Le 15 novembre 2006, France 2 dresse le portrait de Ramzan Kadyrov, nouvel homme fort de la Tchétchénie. « Ancien lutteur et chef de milice, il affiche ses goûts de luxe sans complexe et la population épuisée par des années de guerre semble se rallier à sa cause malgré les protestations des défenseurs des droits de l’homme », explique David Pujadas dans le lancement du sujet. Alors âgé de 30 ans, Premier ministre de la Tchétchénie depuis 2005, Ramzan Kadyrov est le fils d’Akhmad Kadyrov, le président tchétchène assassiné en 2004. Ancien opposant à la Russie, indépendantiste durant la première guerre tchétchène (1994-1996), Akhmad Kadyrov s’était finalement rallié à Vladimir Poutine. Le jour de l’assassinat de son père, le jeune Ramzan Kadyrov « sous le choc » est reçu par Vladimir Poutine, comme on peut le voir sur le sujet de France 2, avec ce commentaire de la journaliste Anne Ponsinet : « A 27 ans, il n’a alors pas l’âge requis pour succéder à son père, il devient vice-premier ministre puis Premier ministre. En réalité, à la tête de ses milices c’est lui l’homme fort de Tchétchénie. »
Courage
La suite du reportage montre Ramzan Kadyrov entouré d’hommes en armes lors d’une course de chevaux, en Tchétchénie. Interviewé sur cet aspect militariste de son entourage, il déclare que « le guerrier, c’est un homme de paix. C’est celui qui gère au mieux. Le patron. » Si Kadyrov se « pose désormais en reconstructeur », et que Grozny est reconstruite, les « gens, eux, ont toujours peur », poursuit Anne Ponsinet. Et rares sont les Tchétchènes, à l’image de Issa dans le reportage, qui ont le courage de dénoncer ses crimes. Lui a osé porter plainte pour la détention illégale de son fils, « torturé pour qu’il avoue un meurtre » : « Les gens ont peur, confie-t-il à France 2. Moi, par deux fois on m’a mis un automatique sur le ventre et on m’a dit : "Si tu ne te calmes pas, on va te descendre". »

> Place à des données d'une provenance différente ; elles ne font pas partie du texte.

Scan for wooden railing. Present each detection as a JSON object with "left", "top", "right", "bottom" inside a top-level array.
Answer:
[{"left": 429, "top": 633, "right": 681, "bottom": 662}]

Ramzan Kadyrov « nie les exactions dont on l’accuse. Il ne reconnait que des dérapages ». Le journal Novaïa Gazeta, qui employait la journaliste Anna Politkovskaïa, assassinée le 7 octobre 2006 à Moscou, tente pourtant de documenter les crimes du clan Kadyrov. Ce dernier est, encore aujourd’hui, soupçonné d'être le commanditaire du crime de la journaliste, célèbre dans toute la Russie pour le courage avec lequel elle n’avait de cesse de critiquer Ramzan Kadyrov et les crimes commis pendant la guerre de Tchétchénie par sa milice (près de 14 ans après les faits, la justice russe n’a toujours pas jugé les commanditaires de l’assassinat. Seuls des exécutants ont été condamnés, en 2012, NDLR). Cette même milice qui se retrouve aujourd'hui sur le front ukrainien, toujours aux ordres de Ramzan Kadyrov et de Vladimir Poutine.